Tim Tan Huynh

9/11, 20 years later

  • 11 Sep 2021
  • Today marks the 20th anniversary of the Al Qaeda attacks in New York, Pennsylvania, and DC.

I remember that day well (at least, parts of it). I actually didn’t learn about the morning attacks until the afternoon. I was driving to class when I heard a vague reference on the radio. On campus, I overheard two guys who were talking about military intervention. I finally saw a news report later that afternoon, while waiting for a takeout order in a sports bar. I went home and watched the news for the rest of the day.

The following weeks and months were a blur. I recall the deluge of political cartoons depicting the Statue of Liberty with a single tear. Rentals of action movies about counter-terrorism were popular. Entertainment, like TV shows and pro sports, returning from hiatus was a big deal as well. Osama bin Laden became a household name, and Al Qaeda and Taliban entered the popular lexicon, and Afghanistan was in the spotlight.

For some reason, several years ago I was fascinated with this event. I spent a lot of time watching professional and amateur footage on the NIST YouTube channel. I also watched 9/11, the serendipitous documentary that followed a group of New York firefighters. I read The Eleventh Day and found it be an informative look at the full context of the attacks.

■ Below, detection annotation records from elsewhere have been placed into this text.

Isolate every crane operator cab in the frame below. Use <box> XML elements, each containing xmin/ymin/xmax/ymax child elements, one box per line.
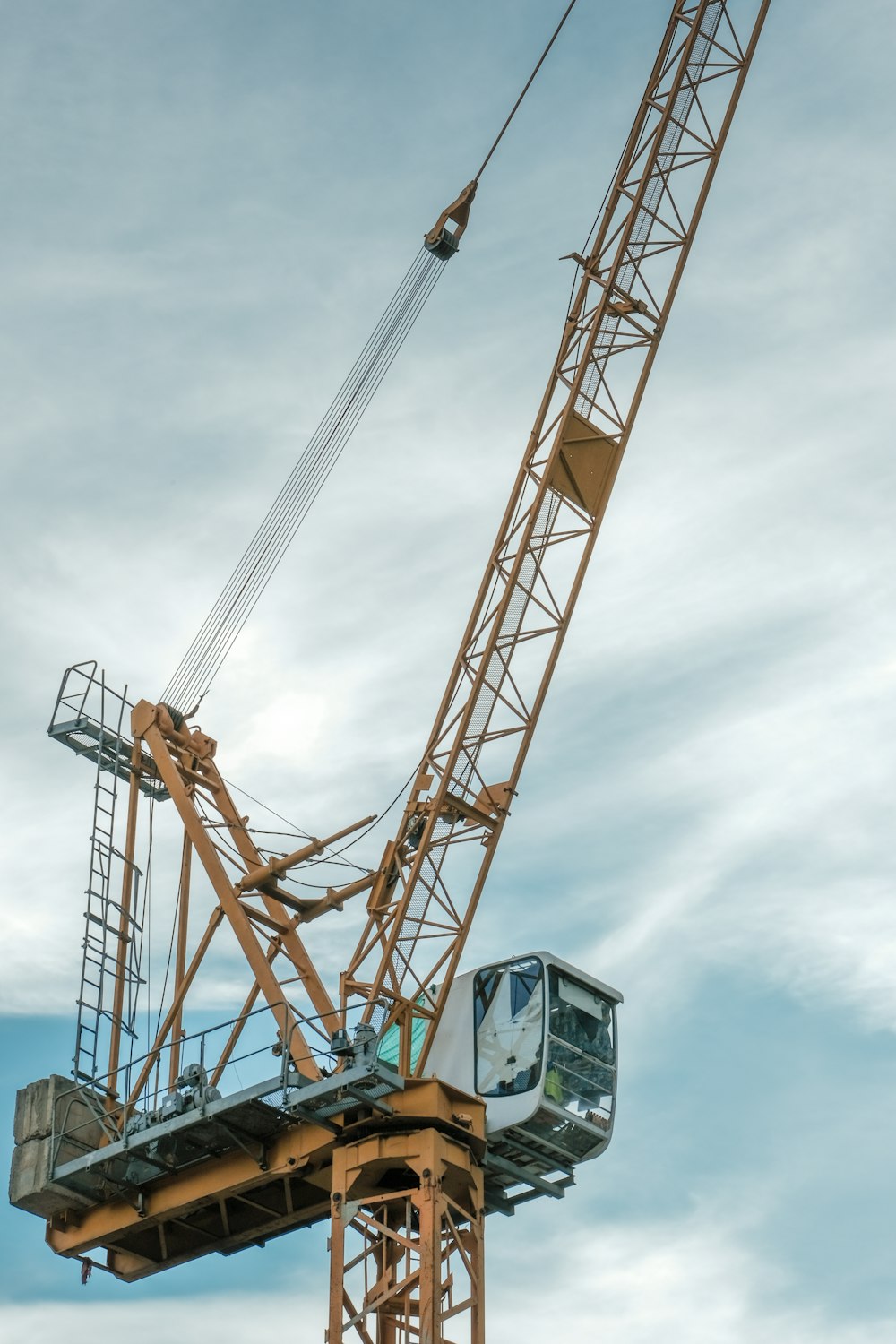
<box><xmin>427</xmin><ymin>952</ymin><xmax>622</xmax><ymax>1193</ymax></box>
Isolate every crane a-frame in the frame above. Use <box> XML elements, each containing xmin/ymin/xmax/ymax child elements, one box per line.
<box><xmin>12</xmin><ymin>0</ymin><xmax>769</xmax><ymax>1344</ymax></box>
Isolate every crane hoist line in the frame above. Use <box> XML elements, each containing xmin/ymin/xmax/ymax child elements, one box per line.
<box><xmin>159</xmin><ymin>0</ymin><xmax>576</xmax><ymax>718</ymax></box>
<box><xmin>9</xmin><ymin>0</ymin><xmax>770</xmax><ymax>1344</ymax></box>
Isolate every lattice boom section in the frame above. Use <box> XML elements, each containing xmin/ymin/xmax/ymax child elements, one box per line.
<box><xmin>344</xmin><ymin>0</ymin><xmax>767</xmax><ymax>1073</ymax></box>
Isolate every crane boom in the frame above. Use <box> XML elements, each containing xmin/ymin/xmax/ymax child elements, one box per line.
<box><xmin>11</xmin><ymin>0</ymin><xmax>770</xmax><ymax>1344</ymax></box>
<box><xmin>342</xmin><ymin>0</ymin><xmax>769</xmax><ymax>1075</ymax></box>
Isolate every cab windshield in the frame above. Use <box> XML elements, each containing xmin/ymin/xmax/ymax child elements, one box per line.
<box><xmin>473</xmin><ymin>957</ymin><xmax>544</xmax><ymax>1097</ymax></box>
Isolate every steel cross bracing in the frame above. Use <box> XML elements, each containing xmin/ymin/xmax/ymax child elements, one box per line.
<box><xmin>342</xmin><ymin>0</ymin><xmax>769</xmax><ymax>1075</ymax></box>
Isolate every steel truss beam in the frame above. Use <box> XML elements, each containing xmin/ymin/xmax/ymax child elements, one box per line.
<box><xmin>341</xmin><ymin>0</ymin><xmax>769</xmax><ymax>1077</ymax></box>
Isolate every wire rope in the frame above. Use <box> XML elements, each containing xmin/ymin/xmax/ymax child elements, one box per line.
<box><xmin>161</xmin><ymin>0</ymin><xmax>576</xmax><ymax>717</ymax></box>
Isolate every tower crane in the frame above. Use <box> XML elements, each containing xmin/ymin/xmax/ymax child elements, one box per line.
<box><xmin>11</xmin><ymin>0</ymin><xmax>769</xmax><ymax>1344</ymax></box>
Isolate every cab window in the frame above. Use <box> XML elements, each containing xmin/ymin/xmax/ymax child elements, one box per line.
<box><xmin>473</xmin><ymin>957</ymin><xmax>544</xmax><ymax>1097</ymax></box>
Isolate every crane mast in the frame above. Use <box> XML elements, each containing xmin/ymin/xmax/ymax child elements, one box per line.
<box><xmin>11</xmin><ymin>0</ymin><xmax>770</xmax><ymax>1344</ymax></box>
<box><xmin>342</xmin><ymin>0</ymin><xmax>769</xmax><ymax>1077</ymax></box>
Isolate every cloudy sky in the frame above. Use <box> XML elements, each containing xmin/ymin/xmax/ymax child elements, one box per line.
<box><xmin>0</xmin><ymin>0</ymin><xmax>896</xmax><ymax>1344</ymax></box>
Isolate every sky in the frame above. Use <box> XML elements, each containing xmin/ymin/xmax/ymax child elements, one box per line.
<box><xmin>0</xmin><ymin>0</ymin><xmax>896</xmax><ymax>1344</ymax></box>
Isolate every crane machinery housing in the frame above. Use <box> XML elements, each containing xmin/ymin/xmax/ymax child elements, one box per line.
<box><xmin>11</xmin><ymin>0</ymin><xmax>769</xmax><ymax>1344</ymax></box>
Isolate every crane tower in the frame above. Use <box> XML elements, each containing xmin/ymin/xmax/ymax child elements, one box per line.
<box><xmin>11</xmin><ymin>0</ymin><xmax>769</xmax><ymax>1344</ymax></box>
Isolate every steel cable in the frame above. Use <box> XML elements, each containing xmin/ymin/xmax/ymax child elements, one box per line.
<box><xmin>161</xmin><ymin>249</ymin><xmax>444</xmax><ymax>711</ymax></box>
<box><xmin>161</xmin><ymin>0</ymin><xmax>576</xmax><ymax>715</ymax></box>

I also read No Easy Day and watched Zero Dark Thirty around that time as well.

Against my better judgement, today I watched some footage from that fateful morning. I didn’t cry in 2001, but I sobbed for a bit in 2021. Seeing people limping away from the crash site, while covered in dust, got to me. I haven’t been directly affected by the attacks, unlike tens of thousands of people. Nonetheless, everyone who’s old enough to remember that day has been altered in some way by it.

The events of that day are the second world-changing incident of my lifetime. The first one is the advent of the World Wide Web, but its impact hadn’t been as immediate or obvious. The September 11 attacks faded from public consciousness until the recent chaos in Afghanistan. I don’t know if Islamic terrorism will take hold of the zeitgeist again while I’m alive. It might re-emerge in 20-30 years, well after COVID-19 becomes distant memory.

In any case, understanding of the September 11 attacks will fade further as Generation Z becomes more prominent in the world. In some ways, that’s a good thing. The people who do remember have the burden of preserving that cultural memory.